Shadow of the Tomb Raider Will Show the Darker Side of Lara Croft Through Gameplay and Narrative
The year 2013 saw the Tomb Raider franchise gain the reboot and origin story it deserved. A reimagined Lara Croft was born, and her moral dilemma was established through her primal effort to survive. However, following the official reveal of Shadow of the Tomb Raider, and my hands-on time with the demo, it’s clear that the newest Lara is an eclipse of the first. The curious and guileless student is gone, left stranded on the island of Yamatai; afterward, the judicious investigator left herself in a tomb in Siberia. Lara is now unhinged.
Cold and calculating, the young and adventurous Croft is still young but a little more brutal. This drives not only her actions but the combat of the next iteration. Square Enix and Crystal Dynamics, for the most part, rebuilt the franchise by using cinematic scaffolding and brilliant rendering. Basically, theatrical scenes and fast-paced escapes have become a part of the formula, and it would explain why Eidos Montreal hasn’t switched support beams. Tomb Raider’s theater is still present in the next game’s narrative, something I witnessed as I waded through an intense, visceral scene of destruction in South America. So, aside from the return of key destruction and high-octane action sequences, what is the new developer bringing to the table? Swimming, for starters. Lara has been taking swimming lessons, and she utilizes her new talent to reach areas that would otherwise be inaccessible. Also, some puzzles are going to be submerged this time around. It’s how the devs justify the return of a mechanic we witnessed from the original Tomb Raider games.

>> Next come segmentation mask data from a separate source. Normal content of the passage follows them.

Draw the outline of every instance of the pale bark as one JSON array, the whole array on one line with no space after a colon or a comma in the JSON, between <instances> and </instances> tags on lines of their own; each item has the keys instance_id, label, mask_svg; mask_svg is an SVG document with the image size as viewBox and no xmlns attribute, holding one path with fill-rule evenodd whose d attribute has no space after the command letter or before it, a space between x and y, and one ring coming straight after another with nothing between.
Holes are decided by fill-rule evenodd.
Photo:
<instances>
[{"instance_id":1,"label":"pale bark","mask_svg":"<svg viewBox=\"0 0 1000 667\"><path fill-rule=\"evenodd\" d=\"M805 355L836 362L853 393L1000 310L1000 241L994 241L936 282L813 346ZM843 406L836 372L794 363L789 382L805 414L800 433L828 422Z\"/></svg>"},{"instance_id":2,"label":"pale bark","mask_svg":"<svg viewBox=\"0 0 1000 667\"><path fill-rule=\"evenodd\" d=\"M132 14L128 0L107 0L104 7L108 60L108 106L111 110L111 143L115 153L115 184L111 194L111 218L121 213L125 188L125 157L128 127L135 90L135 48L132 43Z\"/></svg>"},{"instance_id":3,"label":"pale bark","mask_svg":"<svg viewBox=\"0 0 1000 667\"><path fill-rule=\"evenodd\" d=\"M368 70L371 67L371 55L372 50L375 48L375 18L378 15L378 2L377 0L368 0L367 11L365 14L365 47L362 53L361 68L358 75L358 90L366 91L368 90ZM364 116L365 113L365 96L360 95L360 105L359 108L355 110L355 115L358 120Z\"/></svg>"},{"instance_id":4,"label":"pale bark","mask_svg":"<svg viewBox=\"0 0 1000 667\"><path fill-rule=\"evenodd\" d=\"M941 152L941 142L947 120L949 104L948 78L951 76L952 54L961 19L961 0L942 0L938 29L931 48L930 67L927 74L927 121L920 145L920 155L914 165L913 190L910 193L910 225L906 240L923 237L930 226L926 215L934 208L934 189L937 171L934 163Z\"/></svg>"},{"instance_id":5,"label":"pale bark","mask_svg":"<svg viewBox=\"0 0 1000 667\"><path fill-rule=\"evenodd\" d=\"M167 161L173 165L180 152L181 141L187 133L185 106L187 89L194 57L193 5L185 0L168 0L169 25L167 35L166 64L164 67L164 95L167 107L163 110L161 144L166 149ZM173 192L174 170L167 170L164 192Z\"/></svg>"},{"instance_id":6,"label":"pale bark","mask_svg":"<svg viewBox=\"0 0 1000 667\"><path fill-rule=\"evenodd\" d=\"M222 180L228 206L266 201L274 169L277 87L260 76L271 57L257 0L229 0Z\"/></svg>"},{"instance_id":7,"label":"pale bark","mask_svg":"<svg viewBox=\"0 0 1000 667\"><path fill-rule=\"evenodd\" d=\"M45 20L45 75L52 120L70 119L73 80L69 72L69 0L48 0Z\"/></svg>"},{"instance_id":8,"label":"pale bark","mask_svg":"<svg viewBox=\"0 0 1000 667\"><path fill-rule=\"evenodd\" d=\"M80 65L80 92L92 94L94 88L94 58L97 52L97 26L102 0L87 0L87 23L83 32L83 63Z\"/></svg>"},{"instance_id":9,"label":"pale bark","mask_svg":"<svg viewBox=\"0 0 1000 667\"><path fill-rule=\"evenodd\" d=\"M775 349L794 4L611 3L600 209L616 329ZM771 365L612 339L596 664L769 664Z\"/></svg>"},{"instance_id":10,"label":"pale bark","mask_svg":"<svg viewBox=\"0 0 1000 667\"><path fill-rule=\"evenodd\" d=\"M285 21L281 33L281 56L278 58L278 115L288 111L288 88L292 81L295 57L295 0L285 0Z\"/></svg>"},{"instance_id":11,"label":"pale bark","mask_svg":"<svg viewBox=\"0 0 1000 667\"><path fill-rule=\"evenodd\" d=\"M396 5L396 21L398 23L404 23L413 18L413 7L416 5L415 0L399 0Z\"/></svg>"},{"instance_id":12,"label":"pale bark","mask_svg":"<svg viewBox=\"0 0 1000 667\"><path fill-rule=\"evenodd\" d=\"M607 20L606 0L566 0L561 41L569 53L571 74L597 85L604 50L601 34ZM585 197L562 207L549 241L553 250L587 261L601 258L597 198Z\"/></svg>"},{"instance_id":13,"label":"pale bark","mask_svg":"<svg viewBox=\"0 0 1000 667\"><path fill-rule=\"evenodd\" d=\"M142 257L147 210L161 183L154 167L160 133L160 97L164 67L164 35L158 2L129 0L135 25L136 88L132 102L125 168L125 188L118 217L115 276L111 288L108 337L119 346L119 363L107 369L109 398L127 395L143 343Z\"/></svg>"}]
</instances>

What else can Lara Croft do? In addition to her usual dexterity, climbing now comes with the ability to rappel down terrain. Though the game has definitely broadened its scope in terms of what the player can do, Tomb Raider is more comparable to Uncharted than it ever was. Not a bad thing, considering how accessible the former feels, and that’s no grief to the new Lara. There are simply more ways to get around, thanks to the addition of rope.
A curious new instrument, however, has been added to Lara Croft’s personal arsenal. Simple as it may be, it serves as a suitable reflection of her unhinged character. The instrument I speak of is a dagger. Stabby stab. Not only has the IP’s stealth gameplay been improved, thanks to the inclusion of a new environmental blend mechanic, but the blade supplements the guerilla persona that has seemingly taken over our raider of tombs. Lara Croft is Rambo if Rambo held a Ph.D. in Archaeology and was far, far, far, far more beautiful. You’ll even notice more definition in her physique, which is more imposing than we’ve seen previously (probably from all those swimming lessons). And as one dev explained, Shadow of the Tomb Raider is the culmination of Lara Croft’s origin story, where she crosses from the scholarly side of the spectrum to become a shadow warrior, to become the definitive “Tomb Raider.” I’m paraphrasing, of course. The game’s Key Art is nothing less than a reflection of Lara’s transcendence.
Some other key points I learned from my time playing the Shadow of the Tomb Raider demo and from speaking to developers – Elaborating on the blending mechanic I mentioned earlier, Lara can now make herself invisible by clinging to walls of shrubbery. There will be more underground and underwater tombs, and they will be dark, which facilitates the game’s theme of descent. Furthermore, Lara will have access to traps she can use to ensnare and dispatch enemies. On that note, according to the game’s narrative director, Lara Croft will be waging a war through “fear.” Sounds vague, I know, but there will be new game mechanics that make for bloodier—possibly more horrific—outcomes than previous games.